Quelques grammes de finesse dans ce monde de brutes
Au commencement était le concept. Créer à partir de treize objets hétéroclites, abolis bibelots d'inanité sonore, des tableaux furtifs, des œuvres éphémères, des natures mortes empreintes de rêve et de lyrisme. Objets trouvés n'est donc pas un jeu comme un autre: c'est un concept avec un jeu autour, et de vrais morceaux de poésie dedans. Quelques grammes de finesse, donc, mais sans le chocolat.
Peu importe donc qui perd ou qui gagne, et c’est tant mieux d’ailleurs, il n’y a qu’à voir à quel point le système d’attribution des points a été bâclé. Objets trouvés c'est avant tout de l'onirisme en boîte, un système innovant, et de vrais moments de surréalisme lorsque l'artiste commente son œuvre et que les autres en donnent leur propre interprétation. N'empêche qu'il faut tout de même être bien dégourdi du ciboulot pour y jouer, parce que pour faire deviner la "symphonie pastorale" avec une pince à linge, des jambes de poupée, une plume, une coccinelle et j'en passe, il y a de quoi se péter une durite. Mais en même temps c'est aussi là que se situe le véritable intérêt du jeu.
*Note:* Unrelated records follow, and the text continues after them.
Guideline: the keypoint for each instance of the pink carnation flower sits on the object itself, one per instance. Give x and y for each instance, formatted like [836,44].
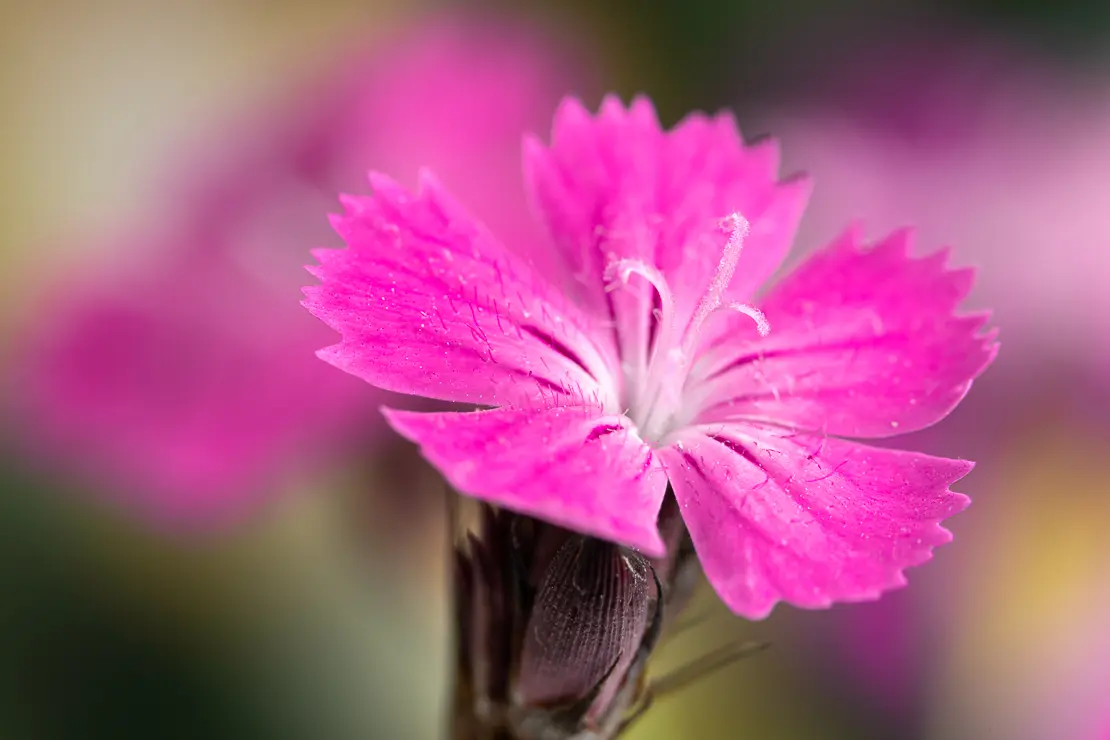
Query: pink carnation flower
[644,360]
[188,387]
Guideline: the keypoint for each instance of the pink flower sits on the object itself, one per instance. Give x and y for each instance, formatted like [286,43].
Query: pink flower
[187,387]
[643,361]
[1033,222]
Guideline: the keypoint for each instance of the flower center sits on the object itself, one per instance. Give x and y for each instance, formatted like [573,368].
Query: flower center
[657,347]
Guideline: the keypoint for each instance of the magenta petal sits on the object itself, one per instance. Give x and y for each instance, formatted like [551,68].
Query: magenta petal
[807,519]
[430,304]
[616,185]
[565,465]
[863,343]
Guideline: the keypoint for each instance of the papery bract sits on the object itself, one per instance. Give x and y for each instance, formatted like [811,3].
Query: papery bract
[647,357]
Moins dynamique que Kezako, auquel il me fait beaucoup penser, mais plus imaginatif, Objets trouvés est donc un jeu à découvrir, même si beaucoup risquent de ne pas accrocher. Mention spéciale aux tuiles évènements qui permettent de renouveler les parties, aux grandes cartes bien pratiques pour jouer à plein, et aux différentes ambiances proposées par les textes (même si c'est vrai qu'on a parfois l'impression de lire le dico ou un recueil de poèmes bruts de pomme). Carton rouge toutefois pour le prix abracadabrantesque, mais bon en même temps on commence à être habitué avec les boîtes Asmodée grand format.
Au final un vrai bon jeu d'ambiance, à ranger dans l'armoire à côté de son Time's Up.